Fitna: Stuck Between Propagand and Prejudice


Have you seen the movie Fitna? Before reading this, please watch it. Because it is not to be understood just by thoughts but also feelings. Dutch PM Geert Wilders claims to have made it. That makes me wonder what kind of work has he put in it. It seems to be done in half a day with no budget. He just put extreme pieces together that can be easily and freely found on internet and blamed all the actions on the Quran. That is a smart and banal way of affecting people. Actually it might even be considered ‘religious’ in its own unique form, as it aims to give people ideas with simple and weak reasoning. For someone who don't know much about Islam and who is a part of the consumer culture, it can be very comforting and easy to to believe in that kind of propagand.

One thing makes the movie seem "well intended" is that it doesn't reject Islam or hate it (on surface), it just innocently suggests to get rid of the parts of the Quran that encourages violence. But if the movie was sincere, it wouldn't portrait Prophet Mohammed with bomb on the head one more time after all the reaction during cartoon crisis.

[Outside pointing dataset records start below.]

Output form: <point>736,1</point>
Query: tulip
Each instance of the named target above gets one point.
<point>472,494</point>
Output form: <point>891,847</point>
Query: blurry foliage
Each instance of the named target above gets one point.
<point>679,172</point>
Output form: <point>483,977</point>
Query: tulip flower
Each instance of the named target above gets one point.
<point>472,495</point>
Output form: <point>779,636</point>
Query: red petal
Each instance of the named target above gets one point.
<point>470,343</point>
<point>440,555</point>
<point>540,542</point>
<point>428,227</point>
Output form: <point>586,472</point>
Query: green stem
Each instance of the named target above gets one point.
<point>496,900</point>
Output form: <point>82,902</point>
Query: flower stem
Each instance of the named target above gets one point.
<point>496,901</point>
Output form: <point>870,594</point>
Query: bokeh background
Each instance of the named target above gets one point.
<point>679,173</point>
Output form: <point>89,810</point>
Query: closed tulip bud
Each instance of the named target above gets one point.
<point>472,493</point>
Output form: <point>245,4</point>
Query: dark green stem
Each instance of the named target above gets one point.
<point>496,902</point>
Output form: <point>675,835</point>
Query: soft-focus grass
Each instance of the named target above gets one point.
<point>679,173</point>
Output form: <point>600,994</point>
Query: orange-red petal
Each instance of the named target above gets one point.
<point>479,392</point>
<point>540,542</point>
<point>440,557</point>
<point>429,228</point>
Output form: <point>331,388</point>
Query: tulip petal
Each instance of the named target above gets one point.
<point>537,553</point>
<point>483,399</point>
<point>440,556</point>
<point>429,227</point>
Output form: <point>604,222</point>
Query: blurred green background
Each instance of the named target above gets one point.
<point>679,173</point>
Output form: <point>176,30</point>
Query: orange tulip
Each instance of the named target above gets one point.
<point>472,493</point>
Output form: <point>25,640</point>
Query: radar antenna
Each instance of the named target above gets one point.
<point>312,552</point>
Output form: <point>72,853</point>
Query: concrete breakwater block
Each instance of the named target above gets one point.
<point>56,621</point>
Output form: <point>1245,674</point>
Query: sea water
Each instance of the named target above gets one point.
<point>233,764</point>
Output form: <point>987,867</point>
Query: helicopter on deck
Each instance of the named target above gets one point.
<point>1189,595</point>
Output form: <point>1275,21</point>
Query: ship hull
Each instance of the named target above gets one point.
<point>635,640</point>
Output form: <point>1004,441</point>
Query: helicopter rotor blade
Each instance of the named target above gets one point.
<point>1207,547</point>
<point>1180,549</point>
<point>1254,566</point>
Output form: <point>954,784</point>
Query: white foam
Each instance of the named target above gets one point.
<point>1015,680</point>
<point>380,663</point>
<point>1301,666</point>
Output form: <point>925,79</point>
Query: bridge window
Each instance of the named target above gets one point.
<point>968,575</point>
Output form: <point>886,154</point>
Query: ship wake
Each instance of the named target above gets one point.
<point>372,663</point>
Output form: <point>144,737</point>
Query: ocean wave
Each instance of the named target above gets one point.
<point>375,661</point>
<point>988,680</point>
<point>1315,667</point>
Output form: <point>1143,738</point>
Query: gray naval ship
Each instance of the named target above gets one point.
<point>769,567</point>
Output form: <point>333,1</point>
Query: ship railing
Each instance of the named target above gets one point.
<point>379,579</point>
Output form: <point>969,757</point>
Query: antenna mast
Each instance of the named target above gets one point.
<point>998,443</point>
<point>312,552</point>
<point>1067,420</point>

If you are Muslim, would you change your mind about your belief and think about changing your holy book when someone who portrays extremists as believers suggests?

Or if you are not Muslim, would it convince you to believe that all Muslims are potential terrorists when you see extremists, dead bodies, and verses following each other?

If there is anyone to blame, it is not this provocative Wilders but Muslims. They should be able to express themselves, explain those verses and convince the world (if needed) that Islam is not a religion of violence. What do those verses quoted in the movie actually mean? Some authorities or even someone who study them should explain them. Otherwise more and more attacks are going to leave bigger stains on Islam, Quran and of course Muslims. And if good ones can't convince the bad ones, they will take over the power and actually change the Quran. Then Islam is going to lose its most important charactersitic that it has been the SAME book for 13 centuries all over the world, not one letter has been changed.

I think the problem lays here: Religion is an important component of life for many people. And every religion has its own language (by that i mean a way of interpretting the world/life) Even different sects in one religion have different aspects on issues. What we are doing is that we are trying to understand someone without knowing her/his language. Let's say someone knows two languages of religions (Christian theology professor on Islam) but still remains as a Christian. Because there comes another important component of religion, faith, that we cannot comprehend with minds. and there is no space for "heart" (where the faith is) in our "modern language" I guess that leads us to beginning of modernity and secularism which proves that we cannot understand the religion just by looking at the religion.

We develop relationships with people whom we share the same language. We might believe in different religions, ideologies, we might belong to different nationalities, countries, but we can stil have a relationship. It is possible because religion and nationality, our two very important identity components, may not be the most important components of our personalities. Having similar interests or sharing another ideology that can fit into those big ones (humanism, for instance) can become more important than others. For different reasons, we can build bridges with ‘others’.

The only thing we need is some common language for the people of different religions and nations that share similar values. That cannot be common ancestor Abraham only, what if we didn't have anything in common historically? And what if as modern people we don't care that much about long time ago on our every day lives? What if some of us are religious and some not?

I guess most of the people want peace and dialogue but not strong enough. They tend to be tricked easily by politicians or any other leaders. Instead of judging each other with big labels like religion, nationality or race, we can try to find some shared common values that will connect us. I know that what all of us want at the end is to feed ourselves, raise our children, be safe and happy basically. That’s the same in every culture and our happiness and safety depend on each other’s happiness and safety.

Extremists are the ones that exist in all ideologies, all religions, all nationalities, not just among Muslims. How about dividing the world as Extremists/Others, instead of Muslims/Others? Then maybe we can think of a way to convert extremists to human beings instead of converting Muslims to a transformed Islam.